5 Comments leave one →
  1. Jonathan permalink
    December 8, 2009 8:06 pm

    You know, the argument that fetuses are alive is simply not supported by the bible. Verses 22 – 25 of the following chapter seems to say that if you are fighting with someone and you accidentally punch a pregnant woman and she miscarries, you pay a fine. But if the woman dies, you get the death penalty.

    The five books of Moses are clear in many places that the law applies equally to all. This concept is one of the great moral imperatives that the books introduced into Western culture. So… if a fetus is alive, how come destroying one is only punished by a fine?

    I would also point out that abortion is kosher according to the talmud. I found this article an interesting read:

  2. December 8, 2009 9:44 pm

    Oh, but they won’t respond to logic, no sir.

    I’ve also heard of people that say that those that did not ever know about Christianity automatically go to heaven if they did good works. We should just get rid of Christianity, then we’d all go to heaven. Yippee!

    Eh, who am I fooling, hell’s better. All the cool deistic and atheistic scientists (most of them) live there.

  3. Barry permalink*
    December 8, 2009 10:49 pm

    Jonathan, I knew the Torah passage you cited, but didn’t know the Talmudic reference. Very interesting. Good thing I limited my argument to Christians (not to say I don’t have a million gripes re Judaism.) I am glad not to have to backtrack.

  4. Jonathan permalink
    December 9, 2009 2:13 am

    You know Korbie, the Carnegie Mellon article seems very logical to me. It is just another paradigm, just another way of looking at the world. It is very easy to criticize other people’s paradigms. It is much more difficult to try to understand where other people are coming from.

    Anyway, I have often thought that one of the problems with abortion in this country is that there are no medical ethical guidelines outlining when it can be administered. There are many people who will never support abortion rights no matter what, but there are many more on the fence, and I think a set of medical ethical guidelines would help sway them to the pro-choice side.

    While I am pro-choice, I still feel that the pro-choice arguments being presented by the left do not represent real-world situations, but are rather based on an abstract social-libertarian philosophy.
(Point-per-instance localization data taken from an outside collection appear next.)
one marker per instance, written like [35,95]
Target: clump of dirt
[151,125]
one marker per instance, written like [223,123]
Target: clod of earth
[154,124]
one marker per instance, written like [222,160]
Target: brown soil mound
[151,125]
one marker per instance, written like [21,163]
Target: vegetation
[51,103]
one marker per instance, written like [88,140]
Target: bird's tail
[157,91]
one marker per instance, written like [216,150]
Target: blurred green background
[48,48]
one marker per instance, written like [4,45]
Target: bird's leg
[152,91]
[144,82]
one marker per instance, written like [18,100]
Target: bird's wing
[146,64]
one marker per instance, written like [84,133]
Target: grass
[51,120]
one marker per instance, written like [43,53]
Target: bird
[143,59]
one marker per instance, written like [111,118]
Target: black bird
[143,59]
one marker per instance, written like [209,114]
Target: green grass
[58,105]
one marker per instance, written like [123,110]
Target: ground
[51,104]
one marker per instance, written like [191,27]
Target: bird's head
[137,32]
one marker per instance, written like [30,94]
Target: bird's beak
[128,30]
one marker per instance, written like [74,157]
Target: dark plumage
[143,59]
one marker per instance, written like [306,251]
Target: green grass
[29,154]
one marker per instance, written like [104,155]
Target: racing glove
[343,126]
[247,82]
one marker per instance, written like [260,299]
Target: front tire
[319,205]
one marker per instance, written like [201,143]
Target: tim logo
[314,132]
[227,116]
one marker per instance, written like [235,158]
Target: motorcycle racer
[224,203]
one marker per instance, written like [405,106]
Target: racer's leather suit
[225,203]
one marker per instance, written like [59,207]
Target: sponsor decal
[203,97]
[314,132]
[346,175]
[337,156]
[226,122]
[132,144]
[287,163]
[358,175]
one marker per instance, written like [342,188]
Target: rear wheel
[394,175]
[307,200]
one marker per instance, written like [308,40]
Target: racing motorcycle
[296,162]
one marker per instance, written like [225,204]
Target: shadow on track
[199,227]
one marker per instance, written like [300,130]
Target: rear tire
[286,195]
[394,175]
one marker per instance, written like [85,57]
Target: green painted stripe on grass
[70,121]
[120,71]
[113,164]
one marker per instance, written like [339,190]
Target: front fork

    As an example of a real world situation, I present you with this woman:,0,7832320.story

    I would love to hear an argument justifying her actions, and presenting her as anything but a victim. She is a victim of many different circumstances, one of these circumstances being a lack of medical ethical guidelines. I mean, how could a doctor look at her record and still give her an abortion?

  5. Jonathan permalink
    December 9, 2009 2:24 am

    I would add to the above that what the woman really needed was some sort of counseling. I’m not saying she should have been turned away at the door of the clinic, but someone should have looked at her records and seen a warning sign, and maybe have recommended counseling. She could have been saved from her abusive husband, as well as a great deal of pain.